Personal information
- Date of birth: 27 December 1972 (age 53)
- Place of birth: Burghausen, West Germany
- Height: 1.70 m (5 ft 7 in)
- Position: Midfielder

Team information
- Current team: FC Bayern Campus (sporting director)

Youth career
- 1976–1981: DJK Emmerting
- 1981–1990: SV Gendorf
- 1990–1991: 1860 München
- 1991–1993: FC Starnberg

Senior career*
- Years: Team / Apps / (Gls)
- 1993–1999: 1. FC Nürnberg / 186 / (25)
- 1999–2001: Bayern Munich / 19 / (1)
- 2001–2004: 1860 München / 44 / (2)
- 2004–2007: Wacker Burghausen / 76 / (1)
- 2007–2008: SpVgg Weiden / 24 / (2)
- Total:  / 349 / (31)

Managerial career
- 2008–2009: FC Ingolstadt II
- 2009: FC Ingolstadt (interim)
- 2009–2010: FC Ingolstadt
- 2011–2012: 1. FC Nürnberg II
- 2012–2013: 1. FC Nürnberg
- 2015–2017: SV Elversberg
- 2017–2018: KFC Uerdingen
- 2020: 1. FC Nürnberg (interim)

= Michael Wiesinger =

German footballer and manager (born 1972)

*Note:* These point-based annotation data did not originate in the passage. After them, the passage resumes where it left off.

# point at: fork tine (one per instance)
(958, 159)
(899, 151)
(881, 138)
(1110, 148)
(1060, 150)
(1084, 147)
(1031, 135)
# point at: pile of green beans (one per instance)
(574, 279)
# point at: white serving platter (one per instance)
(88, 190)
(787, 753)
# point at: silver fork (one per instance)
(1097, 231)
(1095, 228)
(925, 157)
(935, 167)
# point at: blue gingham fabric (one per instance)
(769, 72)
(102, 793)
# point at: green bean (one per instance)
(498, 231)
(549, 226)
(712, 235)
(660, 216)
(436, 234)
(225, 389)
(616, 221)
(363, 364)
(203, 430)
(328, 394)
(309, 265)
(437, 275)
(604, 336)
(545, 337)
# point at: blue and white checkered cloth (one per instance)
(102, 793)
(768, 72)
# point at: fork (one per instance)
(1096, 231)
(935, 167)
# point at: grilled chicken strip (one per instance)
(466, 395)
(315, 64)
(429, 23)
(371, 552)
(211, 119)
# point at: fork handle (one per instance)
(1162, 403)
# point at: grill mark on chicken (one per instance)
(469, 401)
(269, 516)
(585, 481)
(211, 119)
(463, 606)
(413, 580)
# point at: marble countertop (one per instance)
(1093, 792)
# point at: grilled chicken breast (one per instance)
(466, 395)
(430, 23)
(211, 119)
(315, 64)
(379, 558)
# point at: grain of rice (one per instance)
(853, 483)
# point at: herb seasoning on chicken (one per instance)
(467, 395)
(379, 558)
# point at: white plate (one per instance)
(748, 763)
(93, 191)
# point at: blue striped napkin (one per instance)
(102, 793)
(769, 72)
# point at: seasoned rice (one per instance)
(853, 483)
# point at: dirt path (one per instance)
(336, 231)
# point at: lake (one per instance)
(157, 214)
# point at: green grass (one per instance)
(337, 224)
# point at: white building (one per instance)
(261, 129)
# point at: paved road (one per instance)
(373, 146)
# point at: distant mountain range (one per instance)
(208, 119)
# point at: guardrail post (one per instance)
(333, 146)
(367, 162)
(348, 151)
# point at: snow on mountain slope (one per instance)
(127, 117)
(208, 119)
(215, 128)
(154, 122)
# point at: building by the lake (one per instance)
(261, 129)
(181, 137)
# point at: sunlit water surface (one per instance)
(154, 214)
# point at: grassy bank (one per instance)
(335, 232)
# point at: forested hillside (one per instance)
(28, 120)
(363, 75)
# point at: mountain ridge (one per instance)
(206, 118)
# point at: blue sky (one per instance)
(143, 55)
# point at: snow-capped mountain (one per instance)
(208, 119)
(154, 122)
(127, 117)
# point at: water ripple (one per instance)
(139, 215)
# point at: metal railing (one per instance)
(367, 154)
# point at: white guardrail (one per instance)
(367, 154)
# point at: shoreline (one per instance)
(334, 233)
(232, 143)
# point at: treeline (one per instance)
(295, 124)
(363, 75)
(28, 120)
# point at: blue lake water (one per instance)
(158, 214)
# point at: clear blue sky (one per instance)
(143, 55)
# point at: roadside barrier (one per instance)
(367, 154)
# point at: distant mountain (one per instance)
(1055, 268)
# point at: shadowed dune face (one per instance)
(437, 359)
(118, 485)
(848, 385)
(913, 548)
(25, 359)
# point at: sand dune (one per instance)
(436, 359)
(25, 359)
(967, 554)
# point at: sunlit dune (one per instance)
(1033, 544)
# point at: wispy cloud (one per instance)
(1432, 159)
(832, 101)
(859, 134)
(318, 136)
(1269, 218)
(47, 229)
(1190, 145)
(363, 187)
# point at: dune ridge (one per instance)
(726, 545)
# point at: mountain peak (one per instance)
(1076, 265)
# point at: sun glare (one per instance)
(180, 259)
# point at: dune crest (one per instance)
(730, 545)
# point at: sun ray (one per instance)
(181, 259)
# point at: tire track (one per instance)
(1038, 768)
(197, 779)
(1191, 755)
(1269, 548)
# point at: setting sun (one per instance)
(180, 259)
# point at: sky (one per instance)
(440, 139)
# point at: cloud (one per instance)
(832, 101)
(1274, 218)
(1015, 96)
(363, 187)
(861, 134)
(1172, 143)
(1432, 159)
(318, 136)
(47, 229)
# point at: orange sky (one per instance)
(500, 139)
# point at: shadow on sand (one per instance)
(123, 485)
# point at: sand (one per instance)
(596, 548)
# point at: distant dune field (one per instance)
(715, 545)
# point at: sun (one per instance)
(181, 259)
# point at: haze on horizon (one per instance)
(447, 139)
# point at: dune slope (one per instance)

Michael Wiesinger (born 27 December 1972) is a German football manager and former professional player who is currently the sporting director and head of youth development at the FC Bayern Campus.

== Playing career ==
A midfielder, Wiesinger began his professional career with 1. FC Nürnberg, before joining Bayern Munich on a free transfer in 1999. He spent two years at Bayern, winning two German titles and the Champions League, but made few first team appearances before moving to Bayern's rivals TSV 1860 München, where he had previously been a youth team player. He spent two and a half years at 1860, moving on to Wacker Burghausen, his hometown club, in January 2004. He left the club in June 2007 and joined SpVgg Weiden, where he spent one year before retiring.

== Managerial career ==
=== FC Ingolstadt ===
He took up his role as coach of FC Ingolstadt's reserve team. Since 9 November 2009, he was caretaker manager of the first team before being later confirmed as manager. Almost exactly a year later, Wiesinger was sacked with Ingolstadt in 17th place in the 2. Bundesliga.

=== 1. FC Nürnberg ===
In April 2011, he returned to 1. FC Nürnberg, to take charge of the club's reserve team. He was promoted to manager of the first team in December 2012, after Dieter Hecking left to take over at VfL Wolfsburg. Wiesinger was sacked by the club on 7 October 2013, the day after a 5–0 home defeat by Hamburger SV in the 2013-14 Bundesliga. On the day of Wiesinger's sacking, the club had scored a total of only five points and remained without a win after the first eight matches of the 2013–2014 Bundesliga, and was in the third last position in the league table. "The recent games showed that no consistent upward trend is developing. It was a very difficult decision, but in the interest of 1. FC Nürnberg we feel forced to act", Nürnberg's sporting director Martin Bader said.

=== KFC Uerdingen 05 ===
In July 2017 Wiseinger became the new manager of KFC Uerdingen 05. He left the club by mutual consent on 15 March 2018 despite the club being at first place in Regionalliga West.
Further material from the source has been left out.